Définition formelle du problème des quantités minimales de commande
La présente section porte sur le problème des quantités minimales de commande en tant que problème formel d'optimisation non linéaire. Il est relativement simple de démontrer que ce problème est difficile,
NP-difficile pour être précis. En réalité, ce problème des quantités minimales de commande est une extension du
problème de bin packing, qui est déjà NP-difficile. Donc le problème des quantités minimales de commande est au moins aussi difficile que le problème de bin packing. En pratique, même s'il s'agit d'un problème NP-difficile, de très bonnes solutions peuvent être calculées.
$I$ représente l'ensemble des articles à considérer pour la commande.
$q_i$ avec $i \in I$ représente la quantité à commander pour l'article $i$.
Une série de fonctions est ensuite définie :
- $r_i(q)$ repésente la « récompense » avec $q$ unités de l'article $i$ en stock.
- $c_i(q)$ repésente le « coût » avec $q$ unités de l'article $i$ achetées.
- $t_i(q)$ représente la « cible » avec $q$ unités de l'article $i$ en stock.
La fonction de récompense peut renvoyer des valeurs positives ou négatives tandis que celles du coût et de la cible sont strictement positives :
$$\forall i, \forall q, c_i(q) > 0 \text{ and } t_i(q) >0$$
$M$ correspond à l'ensemble des contraintes de quantités minimales de commande. Pour chaque $m \in M$, $I_m$ est la liste des articles qui respectent la contrainte $m$ et $Q_m$ la quantité minimale qui doit être atteinte pour respecter la contrainte. $m_i(q)$ est la fonction qui définit la contribution de l'article $i$ à la contrainte $m$ lorsque $q$ unités sont achetées. La contrainte $m$ est respectée si :
$$\forall i \in I_m, q_i = 0 \text{ or } \sum_{i \in I_m}m_i(q_i) \geq Q_m$$
Ainsi, toutes les contraintes de de quantités minimales de commande peuvent être respectées de deux façons : en atteignant le seuil de quantité minimale ou en mettant les quantités de tous les articles à zéro.

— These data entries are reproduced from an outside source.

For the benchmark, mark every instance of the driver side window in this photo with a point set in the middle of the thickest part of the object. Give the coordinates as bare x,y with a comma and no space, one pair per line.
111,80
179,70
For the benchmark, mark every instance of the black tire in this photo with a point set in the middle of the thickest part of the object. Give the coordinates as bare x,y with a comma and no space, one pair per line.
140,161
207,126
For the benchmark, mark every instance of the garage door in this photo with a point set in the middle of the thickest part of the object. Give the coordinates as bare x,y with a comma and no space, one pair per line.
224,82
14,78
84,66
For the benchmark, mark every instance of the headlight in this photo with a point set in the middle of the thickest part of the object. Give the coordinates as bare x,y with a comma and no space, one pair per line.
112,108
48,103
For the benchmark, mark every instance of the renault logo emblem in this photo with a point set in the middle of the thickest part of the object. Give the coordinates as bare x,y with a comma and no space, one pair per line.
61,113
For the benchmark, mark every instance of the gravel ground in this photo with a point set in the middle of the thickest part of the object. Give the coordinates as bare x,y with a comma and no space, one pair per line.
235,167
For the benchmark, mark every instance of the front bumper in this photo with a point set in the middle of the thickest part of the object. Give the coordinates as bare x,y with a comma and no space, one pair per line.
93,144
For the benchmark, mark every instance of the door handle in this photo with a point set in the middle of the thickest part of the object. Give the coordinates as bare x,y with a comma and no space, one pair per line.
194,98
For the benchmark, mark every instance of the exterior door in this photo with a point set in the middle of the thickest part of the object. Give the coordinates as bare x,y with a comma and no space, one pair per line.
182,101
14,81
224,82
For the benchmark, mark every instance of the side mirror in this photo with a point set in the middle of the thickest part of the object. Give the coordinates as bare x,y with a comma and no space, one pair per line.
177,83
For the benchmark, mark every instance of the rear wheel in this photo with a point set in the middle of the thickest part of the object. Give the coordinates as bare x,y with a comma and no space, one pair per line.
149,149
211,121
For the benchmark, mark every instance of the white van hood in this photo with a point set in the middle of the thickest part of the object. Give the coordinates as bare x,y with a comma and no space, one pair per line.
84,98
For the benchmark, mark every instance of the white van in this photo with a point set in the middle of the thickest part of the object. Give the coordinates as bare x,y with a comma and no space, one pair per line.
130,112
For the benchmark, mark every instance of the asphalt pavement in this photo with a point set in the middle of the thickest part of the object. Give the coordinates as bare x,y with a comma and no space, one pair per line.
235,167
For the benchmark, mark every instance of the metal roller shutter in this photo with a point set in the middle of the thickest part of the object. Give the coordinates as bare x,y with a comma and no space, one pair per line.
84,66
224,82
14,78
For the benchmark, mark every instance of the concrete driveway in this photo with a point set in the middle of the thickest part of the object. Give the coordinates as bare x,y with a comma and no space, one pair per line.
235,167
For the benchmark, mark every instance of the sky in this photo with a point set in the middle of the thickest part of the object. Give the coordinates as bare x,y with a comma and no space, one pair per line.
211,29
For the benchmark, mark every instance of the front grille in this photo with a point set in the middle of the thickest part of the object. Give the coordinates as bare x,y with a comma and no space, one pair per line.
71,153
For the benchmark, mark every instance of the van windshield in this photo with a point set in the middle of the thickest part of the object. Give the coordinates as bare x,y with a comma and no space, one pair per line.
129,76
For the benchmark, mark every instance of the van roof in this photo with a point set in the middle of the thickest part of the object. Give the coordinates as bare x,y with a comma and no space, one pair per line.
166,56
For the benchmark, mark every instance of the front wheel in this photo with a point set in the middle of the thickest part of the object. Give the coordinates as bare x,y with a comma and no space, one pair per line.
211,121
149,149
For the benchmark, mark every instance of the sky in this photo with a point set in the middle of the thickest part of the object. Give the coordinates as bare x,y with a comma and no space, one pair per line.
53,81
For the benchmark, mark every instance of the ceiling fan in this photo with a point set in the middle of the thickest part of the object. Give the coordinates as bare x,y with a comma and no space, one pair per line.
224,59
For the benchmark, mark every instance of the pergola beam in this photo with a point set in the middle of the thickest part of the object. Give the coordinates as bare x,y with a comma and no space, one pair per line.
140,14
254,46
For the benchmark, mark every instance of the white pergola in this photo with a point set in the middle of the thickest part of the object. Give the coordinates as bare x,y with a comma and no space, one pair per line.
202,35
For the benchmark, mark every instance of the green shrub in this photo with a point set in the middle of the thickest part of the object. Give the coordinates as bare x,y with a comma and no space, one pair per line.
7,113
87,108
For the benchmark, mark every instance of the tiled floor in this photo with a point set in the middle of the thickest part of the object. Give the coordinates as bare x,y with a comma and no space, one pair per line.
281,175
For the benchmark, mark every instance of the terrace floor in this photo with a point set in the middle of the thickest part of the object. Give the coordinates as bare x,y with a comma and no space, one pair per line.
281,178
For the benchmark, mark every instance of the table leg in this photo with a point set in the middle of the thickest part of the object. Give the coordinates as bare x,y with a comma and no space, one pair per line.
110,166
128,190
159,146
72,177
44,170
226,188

Ensuite, $C$ représente le coût maximal de la commande. $\textbf{q}_C=(q_i)_i$ est alors défini comme la meilleure commande avec :
$$\textbf{q}_C = \underset{q}{\operatorname{argmax}} \left\{ \sum_i r_i(q_i) \text{ with $m$ satisfied } \forall m\in M \right\}$$
La commande est la « meilleure » dans le sens où elle maximise la récompense pour un budget donné. La solution $\textbf{q}_C$ n'est pas unique, cependant, il s'agit là d'une considération théorique car le problème des quantités minimales de commande est trop difficile pour être résolu de façon exacte. Pour plus de simplicité, nous considérerons dans ce qui suit que la solution est unique.
Enfin, $T$ étant une cible minimale, $\textbf{q}^T$ est défini avec
$$C^T = \underset{C}{\operatorname{min}} \left\{ \left(\sum_{q_i \in \textbf{q}_C} t_i(q_i) \right) \geq T \right\}$$ et
$$\mathbf{q}^T = \textbf{q}_{C^T}$$
La solution $\mathbf{q}^T$ est construite sur $\textbf{q}_C$ : la solution la moins coûteuse qui maximise le retour sur investissement et qui permet d'atteindre la cible.